Caso Brunno Matos: vigia mantém primeira versão em reconstituição

Trabalho ocorreu na madrugada e pode esclarecer contradições do inquérito.
Imirante.com, com informações da TV Mirante e Mirante AM19/11/2014 às 06h21
Reconstituição do Caso Brunno Matos. Foto: Divulgação.

SÃO LUÍS – Foi realizada na madrugada desta quarta-feira (19), a reconstituição do crime que resultou no assassinato do advogado Brunno Eduardo Matos Soares e na tentativa de homicídio contra Alexandre Matos Soares e Kelvin Kim Shiyangue, acontecida no dia 6 de outubro, após a festa de comemoração da vitória do senador eleito Roberto Rocha, no bairro do Olho-d’Água, em São Luís. As atividades tiveram início às 3h e contam com a participação de acusados, das outras duas vítimas, técnicos do Instituto de Criminalística do Maranhão (Icrim), policiais militares e equipes da Delegacia de Homicídios e do Habitacional Turu – ouça as informações no boletim do repórter Élbio Carvalho, da TV Mirante, para a Rádio Mirante AM.

Alexandre (de vermelho) e Kelvin (azul) acompanham a reconstituição. Foto: Divulgação.

Para o Icrim, o trabalho é fundamental para entender todo o desenvolvimento do crime. Na primeira fase da reconstituição, Alexandre Soares contou, de forma detalhada, o que aconteceu na frente da rua dos Magistrados. Carlos Humberto Marão, um dos indiciados pelo crime, e que negou participação no crime, detalhou todo o posicionamento dos automóveis na madrugada do dia 6 de outubro. Em seguida, o vigia João José Gomes, que havia assumido a autoria do crime, prestou seu relato e manteve a versão que ele teria desferido os golpes – o que pode esclarecer algumas contradições do inquérito. Kelvin Shiyangue, uma das vítimas, e outra testemunha, também, foram ouvidas. Diego Polary, outro indiciado, também, foi ouvido.

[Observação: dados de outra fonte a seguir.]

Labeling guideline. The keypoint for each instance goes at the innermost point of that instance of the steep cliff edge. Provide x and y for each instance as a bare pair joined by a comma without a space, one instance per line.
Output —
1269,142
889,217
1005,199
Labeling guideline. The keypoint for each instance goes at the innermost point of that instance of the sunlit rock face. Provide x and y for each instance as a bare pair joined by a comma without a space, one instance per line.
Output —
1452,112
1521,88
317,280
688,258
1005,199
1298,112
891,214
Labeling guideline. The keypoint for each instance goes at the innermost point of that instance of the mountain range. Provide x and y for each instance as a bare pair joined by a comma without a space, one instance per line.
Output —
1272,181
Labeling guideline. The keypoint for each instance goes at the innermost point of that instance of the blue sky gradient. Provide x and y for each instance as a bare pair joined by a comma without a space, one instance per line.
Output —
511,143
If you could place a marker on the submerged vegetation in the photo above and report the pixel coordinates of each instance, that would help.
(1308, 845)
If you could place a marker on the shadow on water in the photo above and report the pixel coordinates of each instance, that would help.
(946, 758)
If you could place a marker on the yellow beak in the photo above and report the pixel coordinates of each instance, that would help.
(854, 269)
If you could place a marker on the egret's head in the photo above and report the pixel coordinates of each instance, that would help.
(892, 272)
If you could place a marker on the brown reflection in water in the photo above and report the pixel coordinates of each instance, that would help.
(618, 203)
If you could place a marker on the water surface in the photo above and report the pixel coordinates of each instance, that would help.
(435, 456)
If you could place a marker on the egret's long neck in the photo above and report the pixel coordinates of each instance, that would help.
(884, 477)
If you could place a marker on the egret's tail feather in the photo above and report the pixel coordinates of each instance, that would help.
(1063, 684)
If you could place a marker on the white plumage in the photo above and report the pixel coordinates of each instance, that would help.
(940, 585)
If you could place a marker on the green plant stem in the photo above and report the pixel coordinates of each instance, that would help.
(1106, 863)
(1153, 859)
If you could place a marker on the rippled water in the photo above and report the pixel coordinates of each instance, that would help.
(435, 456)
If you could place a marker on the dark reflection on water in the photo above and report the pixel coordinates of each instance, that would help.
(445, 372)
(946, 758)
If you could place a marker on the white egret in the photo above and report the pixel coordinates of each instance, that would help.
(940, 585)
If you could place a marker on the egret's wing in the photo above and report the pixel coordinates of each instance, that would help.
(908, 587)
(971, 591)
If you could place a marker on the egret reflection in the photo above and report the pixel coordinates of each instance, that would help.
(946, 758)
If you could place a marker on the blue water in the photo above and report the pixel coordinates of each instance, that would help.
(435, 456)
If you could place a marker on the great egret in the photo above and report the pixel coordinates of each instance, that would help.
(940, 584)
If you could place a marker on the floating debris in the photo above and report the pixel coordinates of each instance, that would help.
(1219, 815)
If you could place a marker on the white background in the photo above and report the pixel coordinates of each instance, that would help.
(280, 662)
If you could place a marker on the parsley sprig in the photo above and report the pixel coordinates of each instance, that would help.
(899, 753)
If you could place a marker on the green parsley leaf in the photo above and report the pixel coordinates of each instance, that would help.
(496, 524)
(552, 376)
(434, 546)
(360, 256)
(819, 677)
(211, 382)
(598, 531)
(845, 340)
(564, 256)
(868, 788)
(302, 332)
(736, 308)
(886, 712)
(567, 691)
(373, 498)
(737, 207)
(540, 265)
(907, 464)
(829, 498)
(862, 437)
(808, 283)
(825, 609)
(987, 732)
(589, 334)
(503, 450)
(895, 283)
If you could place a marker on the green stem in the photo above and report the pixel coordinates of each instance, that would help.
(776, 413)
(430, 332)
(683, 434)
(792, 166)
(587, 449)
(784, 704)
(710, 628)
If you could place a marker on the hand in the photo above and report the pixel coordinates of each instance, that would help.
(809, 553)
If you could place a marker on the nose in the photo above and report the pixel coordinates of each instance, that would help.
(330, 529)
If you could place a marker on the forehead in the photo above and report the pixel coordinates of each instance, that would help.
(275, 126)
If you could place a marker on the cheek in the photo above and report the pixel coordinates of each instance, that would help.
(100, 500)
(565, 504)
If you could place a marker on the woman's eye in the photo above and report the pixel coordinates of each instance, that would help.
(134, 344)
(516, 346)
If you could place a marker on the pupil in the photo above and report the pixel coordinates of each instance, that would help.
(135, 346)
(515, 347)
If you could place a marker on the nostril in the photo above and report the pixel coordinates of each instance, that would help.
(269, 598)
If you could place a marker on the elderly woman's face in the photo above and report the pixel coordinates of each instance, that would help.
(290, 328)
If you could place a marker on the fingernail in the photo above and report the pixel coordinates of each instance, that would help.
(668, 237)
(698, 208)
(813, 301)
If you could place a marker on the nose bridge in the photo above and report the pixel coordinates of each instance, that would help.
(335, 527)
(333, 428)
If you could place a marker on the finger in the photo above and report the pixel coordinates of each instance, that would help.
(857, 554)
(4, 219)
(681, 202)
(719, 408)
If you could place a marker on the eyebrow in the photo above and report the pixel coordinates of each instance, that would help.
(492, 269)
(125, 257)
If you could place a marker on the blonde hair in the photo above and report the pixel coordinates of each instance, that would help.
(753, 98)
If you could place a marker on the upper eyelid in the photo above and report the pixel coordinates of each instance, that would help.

Em entrevista à Rádio Mirante AM, o diretor do Icrim, Carlos Henrique Roxo, disse que Carlos Humberto Marão é apontado, por todos os envolvidos, como o pivô de toda a ação. "O Marão fala que quatro pessoas partiram para cima dele, e essas pessoas já começaram a agredir. Daí, começou uma briga. Nessa briga, ele caiu, percebeu quando tinha o Brunno já no chão, mas não sabe por que motivo, e já percebeu o Kelvin com uma faca nas costas dizendo 'estou lesionado', e viu o vigia fugindo, dizendo 'eu matei uma pessoa", afirmou ouça a entrevista com o diretor do Icrim, Carlos Henrique Roxo.

Diego Polary presta informações à Polícia Civil. Foto: Divulgação.

O laudo, de acordo com o diretor do Icrim, ainda, não tem data definida para ser concluído. Às 16h, uma reunião irá definir os rumos da investigação. As informações colhidas nesta quarta-feira serão encaminhadas pela Policia Civl à Justiça.